Le placement ne constitue pas une solution optimale. Il est essentiel de mettre en avant la prévention. Si nous sommes souvent considérés comme des experts en matière de placement, c'est peut-être parce que nous manquons de moyens en amont. On a tendance à attendre d'être confrontés à des situations critiques pour agir, au lieu d'intervenir dès le début du problème. Cela demande du temps, n'est pas rentable à court terme et n'est pas toujours visible en termes de communication.
Or nous restons convaincus qu'il faut investir dès le plus jeune âge. Les placements à la naissance ou pour des enfants très jeunes existent, notamment lorsque les parents souffrent de pathologies ou de problèmes graves. Dans ces cas, il n'y a souvent pas d'autre solution. Cependant, nous devons explorer d'autres méthodes pour offrir à l'enfant la possibilité d'être accueilli et élevé par une famille aimante, que ce soit un proche ou une personne de confiance, souvent appelée personne-ressource. Nous avons toujours été conscients qu'un enfant ayant une personne-ressource établira un lien affectif et évoluera positivement, même si ses parents ne peuvent pas répondre à ses besoins affectifs et éducatifs. La recherche de ces personnes-ressources est essentielle, bien que cela demande également du temps.

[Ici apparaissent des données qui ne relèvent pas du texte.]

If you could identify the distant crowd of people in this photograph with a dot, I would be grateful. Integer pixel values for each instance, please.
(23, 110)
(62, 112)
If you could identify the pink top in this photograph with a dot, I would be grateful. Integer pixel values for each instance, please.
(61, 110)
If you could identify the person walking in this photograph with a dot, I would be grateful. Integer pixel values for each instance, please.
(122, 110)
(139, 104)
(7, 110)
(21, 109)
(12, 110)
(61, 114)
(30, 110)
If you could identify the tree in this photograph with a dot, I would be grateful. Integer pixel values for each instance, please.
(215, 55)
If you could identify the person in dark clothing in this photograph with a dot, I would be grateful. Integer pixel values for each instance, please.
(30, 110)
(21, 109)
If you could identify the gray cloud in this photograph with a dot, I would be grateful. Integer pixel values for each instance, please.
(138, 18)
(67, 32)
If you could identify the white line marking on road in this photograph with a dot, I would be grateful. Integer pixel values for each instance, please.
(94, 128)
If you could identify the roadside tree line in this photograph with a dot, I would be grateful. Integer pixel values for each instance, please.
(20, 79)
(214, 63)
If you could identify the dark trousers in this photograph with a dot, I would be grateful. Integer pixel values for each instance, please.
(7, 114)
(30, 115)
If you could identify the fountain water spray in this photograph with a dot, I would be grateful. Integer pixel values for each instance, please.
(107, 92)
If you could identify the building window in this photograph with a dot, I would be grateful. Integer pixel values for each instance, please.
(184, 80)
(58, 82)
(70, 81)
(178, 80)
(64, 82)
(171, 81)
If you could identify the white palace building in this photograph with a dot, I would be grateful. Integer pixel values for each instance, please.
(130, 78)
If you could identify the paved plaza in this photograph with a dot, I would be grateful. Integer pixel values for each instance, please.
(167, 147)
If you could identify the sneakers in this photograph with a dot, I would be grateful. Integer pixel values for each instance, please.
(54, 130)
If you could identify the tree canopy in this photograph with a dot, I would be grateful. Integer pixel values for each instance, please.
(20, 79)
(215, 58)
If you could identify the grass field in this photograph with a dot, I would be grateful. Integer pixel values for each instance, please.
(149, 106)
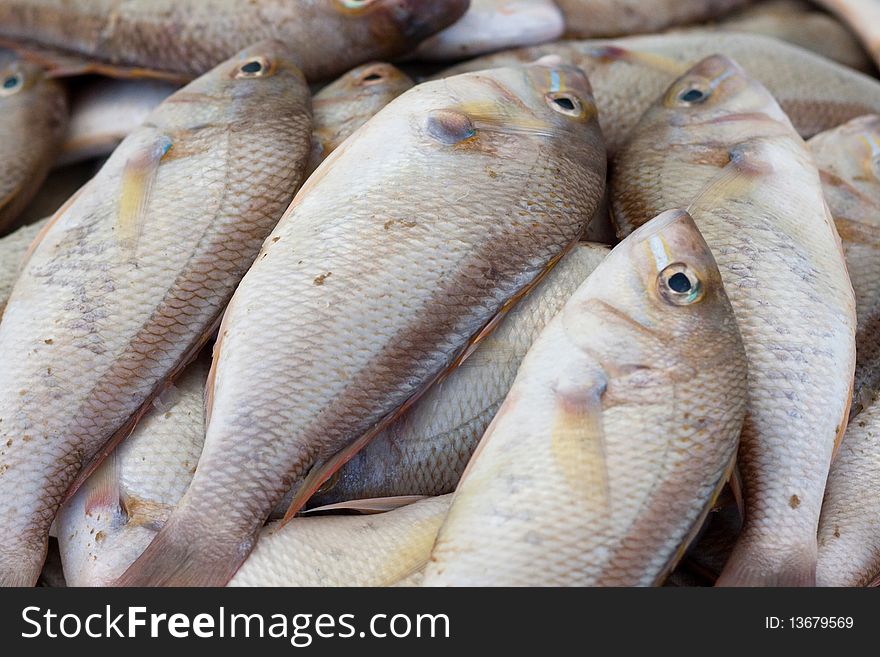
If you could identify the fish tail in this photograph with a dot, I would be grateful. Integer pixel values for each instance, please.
(745, 568)
(177, 557)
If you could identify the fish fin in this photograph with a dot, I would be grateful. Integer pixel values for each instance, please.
(323, 471)
(614, 53)
(742, 570)
(174, 559)
(138, 178)
(369, 505)
(61, 64)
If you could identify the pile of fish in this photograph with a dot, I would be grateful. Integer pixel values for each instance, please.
(439, 292)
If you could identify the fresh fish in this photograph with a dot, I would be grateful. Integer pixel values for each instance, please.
(849, 527)
(618, 433)
(130, 278)
(629, 74)
(103, 112)
(188, 37)
(717, 140)
(33, 118)
(346, 104)
(492, 25)
(849, 163)
(595, 18)
(12, 250)
(117, 511)
(801, 25)
(389, 264)
(385, 549)
(425, 451)
(863, 17)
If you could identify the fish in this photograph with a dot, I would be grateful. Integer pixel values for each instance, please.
(618, 433)
(799, 24)
(130, 278)
(848, 158)
(190, 37)
(629, 74)
(117, 511)
(607, 18)
(718, 143)
(104, 111)
(490, 25)
(13, 248)
(425, 451)
(463, 192)
(384, 549)
(849, 531)
(346, 104)
(863, 17)
(33, 118)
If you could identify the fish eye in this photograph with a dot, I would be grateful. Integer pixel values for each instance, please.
(11, 84)
(565, 103)
(679, 285)
(693, 95)
(254, 68)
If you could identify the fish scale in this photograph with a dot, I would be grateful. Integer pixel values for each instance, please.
(441, 266)
(114, 301)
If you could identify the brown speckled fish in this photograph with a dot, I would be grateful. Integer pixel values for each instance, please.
(596, 18)
(395, 257)
(629, 74)
(425, 451)
(718, 140)
(131, 276)
(33, 118)
(618, 433)
(346, 104)
(189, 37)
(848, 158)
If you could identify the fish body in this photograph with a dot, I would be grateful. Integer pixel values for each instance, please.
(617, 434)
(490, 25)
(33, 118)
(462, 192)
(629, 74)
(718, 142)
(346, 104)
(189, 37)
(598, 18)
(425, 451)
(130, 277)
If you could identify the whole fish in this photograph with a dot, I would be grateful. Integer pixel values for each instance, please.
(12, 250)
(103, 112)
(629, 74)
(492, 25)
(391, 261)
(717, 140)
(129, 279)
(189, 37)
(848, 158)
(618, 433)
(117, 511)
(849, 527)
(799, 24)
(595, 18)
(425, 451)
(385, 549)
(863, 16)
(33, 118)
(346, 104)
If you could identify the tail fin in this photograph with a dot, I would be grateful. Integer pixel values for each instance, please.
(745, 569)
(176, 558)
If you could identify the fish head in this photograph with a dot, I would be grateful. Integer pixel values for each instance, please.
(851, 152)
(412, 20)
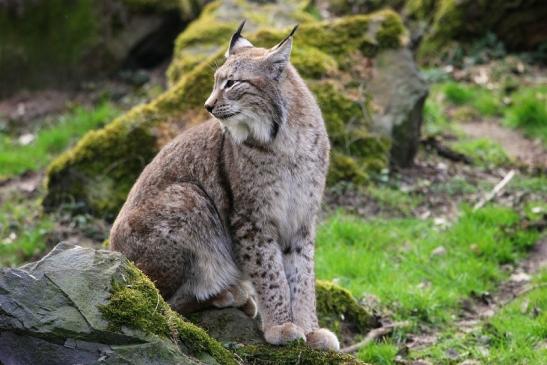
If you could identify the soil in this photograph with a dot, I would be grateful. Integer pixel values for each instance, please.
(528, 152)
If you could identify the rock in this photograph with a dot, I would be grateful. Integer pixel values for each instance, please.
(520, 24)
(57, 43)
(345, 62)
(399, 96)
(80, 305)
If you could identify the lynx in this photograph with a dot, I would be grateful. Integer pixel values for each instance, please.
(225, 214)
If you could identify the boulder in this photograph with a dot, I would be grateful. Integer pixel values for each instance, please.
(56, 43)
(86, 306)
(344, 61)
(449, 24)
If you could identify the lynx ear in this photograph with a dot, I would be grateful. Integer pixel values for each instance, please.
(278, 56)
(237, 41)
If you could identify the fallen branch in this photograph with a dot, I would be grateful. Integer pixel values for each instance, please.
(524, 291)
(374, 334)
(494, 192)
(446, 152)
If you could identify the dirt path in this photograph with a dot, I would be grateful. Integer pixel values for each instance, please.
(482, 306)
(517, 147)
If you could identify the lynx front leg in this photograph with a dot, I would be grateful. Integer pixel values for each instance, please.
(299, 268)
(262, 261)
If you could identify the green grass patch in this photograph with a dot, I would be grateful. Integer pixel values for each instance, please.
(22, 230)
(50, 140)
(528, 112)
(484, 101)
(393, 259)
(519, 331)
(394, 199)
(516, 334)
(483, 151)
(435, 120)
(382, 353)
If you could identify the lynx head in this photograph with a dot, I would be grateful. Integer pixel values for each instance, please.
(246, 96)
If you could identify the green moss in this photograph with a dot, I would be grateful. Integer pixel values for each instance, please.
(356, 152)
(335, 302)
(391, 31)
(102, 183)
(47, 42)
(483, 152)
(98, 172)
(295, 354)
(529, 113)
(136, 303)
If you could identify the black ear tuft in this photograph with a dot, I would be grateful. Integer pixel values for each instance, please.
(237, 34)
(293, 30)
(287, 37)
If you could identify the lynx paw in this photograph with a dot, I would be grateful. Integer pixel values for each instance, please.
(323, 339)
(224, 299)
(283, 334)
(250, 308)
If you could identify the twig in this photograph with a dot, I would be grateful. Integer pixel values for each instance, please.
(374, 334)
(525, 291)
(446, 152)
(497, 189)
(157, 302)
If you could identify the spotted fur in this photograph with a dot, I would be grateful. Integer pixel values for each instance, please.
(235, 199)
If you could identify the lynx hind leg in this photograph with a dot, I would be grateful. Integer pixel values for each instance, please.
(240, 296)
(323, 339)
(183, 246)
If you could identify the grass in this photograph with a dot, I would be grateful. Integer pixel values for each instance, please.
(528, 112)
(372, 256)
(381, 353)
(395, 261)
(484, 101)
(516, 334)
(49, 141)
(483, 151)
(22, 230)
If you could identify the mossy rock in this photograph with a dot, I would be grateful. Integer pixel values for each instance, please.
(97, 307)
(337, 58)
(451, 24)
(55, 43)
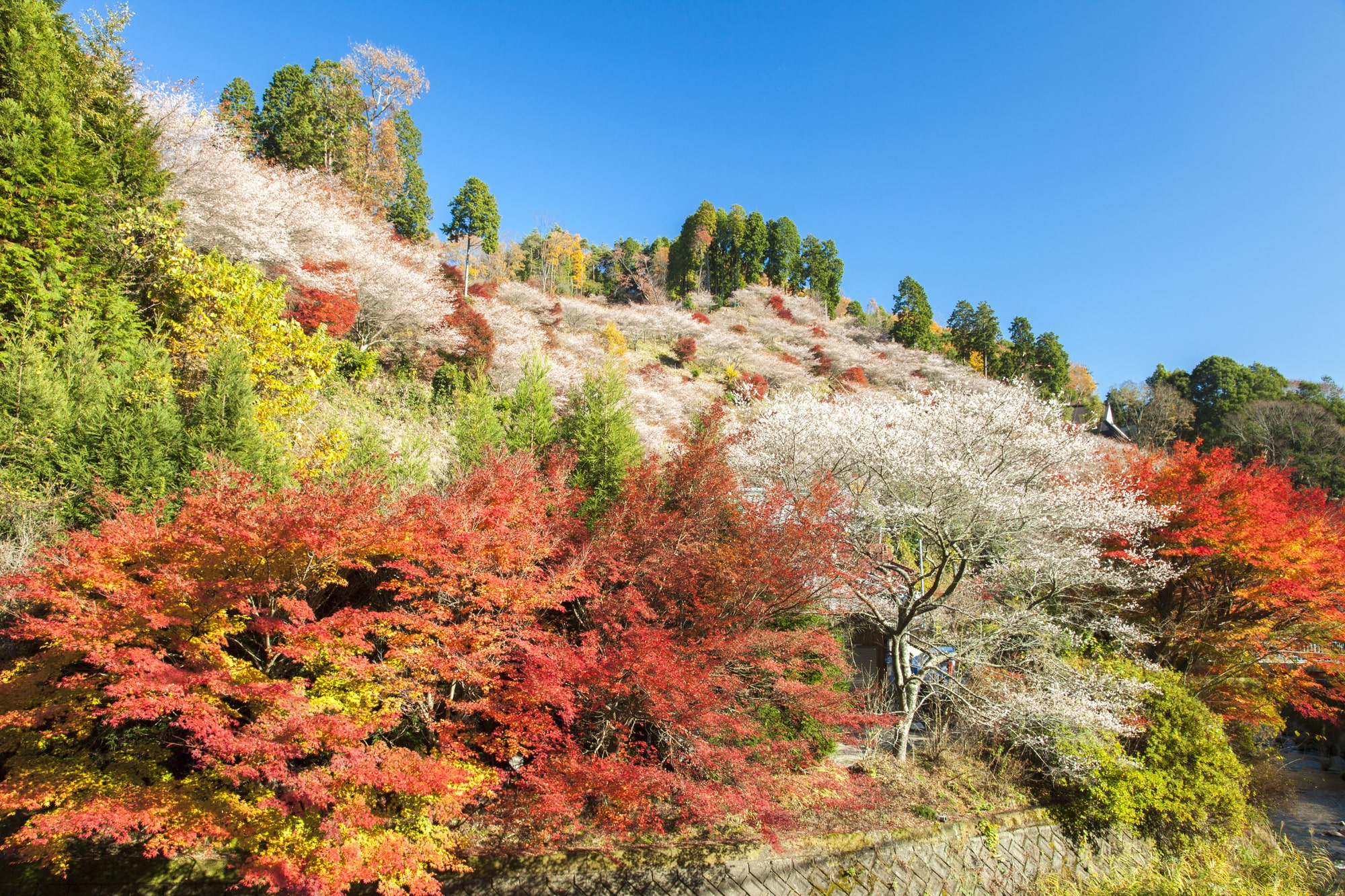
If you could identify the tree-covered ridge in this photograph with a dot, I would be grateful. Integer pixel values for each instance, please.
(1254, 409)
(350, 555)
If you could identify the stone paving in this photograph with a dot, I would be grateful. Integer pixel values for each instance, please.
(995, 857)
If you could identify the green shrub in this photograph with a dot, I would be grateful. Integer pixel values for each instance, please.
(1179, 782)
(356, 365)
(1243, 868)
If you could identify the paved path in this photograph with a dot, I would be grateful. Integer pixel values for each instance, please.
(1316, 818)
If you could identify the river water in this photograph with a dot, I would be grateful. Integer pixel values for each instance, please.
(1316, 817)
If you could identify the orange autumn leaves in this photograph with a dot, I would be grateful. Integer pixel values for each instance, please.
(336, 685)
(1257, 604)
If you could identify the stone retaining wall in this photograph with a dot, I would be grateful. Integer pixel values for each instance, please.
(995, 857)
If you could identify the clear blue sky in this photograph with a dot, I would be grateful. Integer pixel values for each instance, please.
(1155, 181)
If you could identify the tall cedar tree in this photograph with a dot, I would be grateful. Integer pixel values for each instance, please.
(913, 322)
(1261, 568)
(962, 330)
(72, 419)
(754, 245)
(1221, 388)
(782, 255)
(987, 337)
(824, 271)
(411, 212)
(687, 256)
(532, 413)
(307, 116)
(415, 667)
(239, 108)
(599, 425)
(1019, 360)
(474, 216)
(223, 419)
(76, 159)
(1051, 365)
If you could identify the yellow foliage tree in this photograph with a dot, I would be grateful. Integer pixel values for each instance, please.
(615, 339)
(212, 300)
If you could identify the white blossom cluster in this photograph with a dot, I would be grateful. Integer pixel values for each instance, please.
(1013, 518)
(993, 478)
(279, 218)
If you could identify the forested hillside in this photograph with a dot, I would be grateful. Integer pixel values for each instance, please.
(349, 553)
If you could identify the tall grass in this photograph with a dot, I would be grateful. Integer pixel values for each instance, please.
(1257, 865)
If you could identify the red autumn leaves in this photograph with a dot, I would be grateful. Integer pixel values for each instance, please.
(1261, 576)
(345, 685)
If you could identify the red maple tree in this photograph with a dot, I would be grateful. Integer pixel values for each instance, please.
(1256, 607)
(334, 685)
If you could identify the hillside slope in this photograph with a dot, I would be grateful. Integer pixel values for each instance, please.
(307, 228)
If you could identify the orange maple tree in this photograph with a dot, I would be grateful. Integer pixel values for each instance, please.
(1256, 615)
(336, 685)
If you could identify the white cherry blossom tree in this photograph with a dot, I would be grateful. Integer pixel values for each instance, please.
(981, 494)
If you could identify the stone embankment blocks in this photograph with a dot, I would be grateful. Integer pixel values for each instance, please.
(997, 856)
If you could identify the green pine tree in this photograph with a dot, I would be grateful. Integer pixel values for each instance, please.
(477, 423)
(411, 212)
(824, 270)
(754, 245)
(77, 161)
(985, 337)
(601, 428)
(338, 107)
(688, 253)
(1019, 361)
(914, 318)
(474, 216)
(532, 420)
(223, 420)
(239, 107)
(289, 120)
(1051, 365)
(782, 253)
(962, 330)
(72, 420)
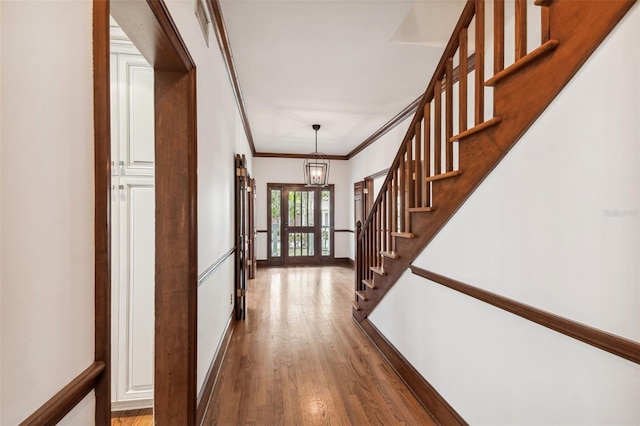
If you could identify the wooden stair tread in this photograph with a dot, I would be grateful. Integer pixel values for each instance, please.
(355, 305)
(362, 295)
(531, 57)
(491, 122)
(420, 209)
(378, 271)
(403, 234)
(442, 176)
(390, 254)
(369, 283)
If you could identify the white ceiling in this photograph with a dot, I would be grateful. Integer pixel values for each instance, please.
(349, 65)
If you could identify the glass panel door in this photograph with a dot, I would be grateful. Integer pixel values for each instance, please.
(300, 225)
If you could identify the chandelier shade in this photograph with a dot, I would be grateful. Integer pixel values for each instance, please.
(316, 166)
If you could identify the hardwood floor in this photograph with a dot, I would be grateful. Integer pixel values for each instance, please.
(300, 359)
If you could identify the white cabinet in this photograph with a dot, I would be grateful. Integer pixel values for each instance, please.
(132, 230)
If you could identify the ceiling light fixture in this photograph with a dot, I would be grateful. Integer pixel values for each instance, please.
(316, 166)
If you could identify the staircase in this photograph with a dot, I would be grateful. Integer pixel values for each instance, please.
(452, 144)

Je pense que tout a dérapé à partir du moment où, par manque de temps et de moyens, on a agi dans la précipitation. Souvent, nous voyons des mesures éducatives accompagnées de rapports alarmistes indiquant que la situation familiale n'a pas évolué. Il subsiste un manque de recherche sur les autres possibilités de prise en charge et une sorte de défiance envers les proches. En effet, on craint que confier l'enfant à un oncle, une tante ou une grand-mère ne renforce les conflits internes à la famille. Cela peut être vrai, notamment pour les enfants souffrant du conflit parental. Confier l'enfant à l'une ou l'autre branche de la famille peut réactiver ce conflit.
Malheureusement, la tendance est de toujours vouloir extraire l'enfant de sa famille pour le placer dans une structure collective où ses besoins affectifs ne sont pas satisfaits. Je défends fermement l'idée de mettre des moyens en amont dans la prévention et l'accompagnement. La création d'une mesure éducative renforcée est bénéfique. En effet, lorsque l'éducateur est davantage présent, la situation peut évoluer positivement et cela permet également d'identifier les personnes-ressources, qui ne sont pas forcément désignées par les parents. Il est crucial que l'éducateur les identifie et vérifie leur rôle. Tout ce travail doit être réalisé en amont pour éviter le placement. Si le placement devient inévitable, il est essentiel d'identifier les personnes-ressources le plus tôt possible. Il faut déterminer si les parents traversent une mauvaise passe et ont besoin d'un accompagnement pour récupérer l'enfant rapidement, ou envisager une solution dans l'entourage familial si cela prend plus de temps.
Lorsque le placement se prolonge ou que les enfants sont placés dans des familles d'accueil où cela se passe bien, il est également important de permettre à l'enfant de s'intégrer pleinement dans cette famille. D'ailleurs, la présence à l'audience a longtemps été refusée aux familles d'accueil. Ces dernières ne rencontrent jamais le juge des enfants. Cette pratique mérite d'être questionnée. À l'audience, l'éducateur est parfois remplacé par un simple représentant du service socio-éducatif, qui connaît à peine le dossier et que la famille n'a jamais rencontré. Cette situation tend les relations car la famille entend des informations, peut-être mentionnées dans le rapport, mais que la personne présente ne maîtrise pas. Cette situation est extrêmement violente. On ajoute de la violence à une situation déjà difficile, alors même que la famille d'accueil attend dans la salle d'attente, sans aucun lien avec le juge des enfants.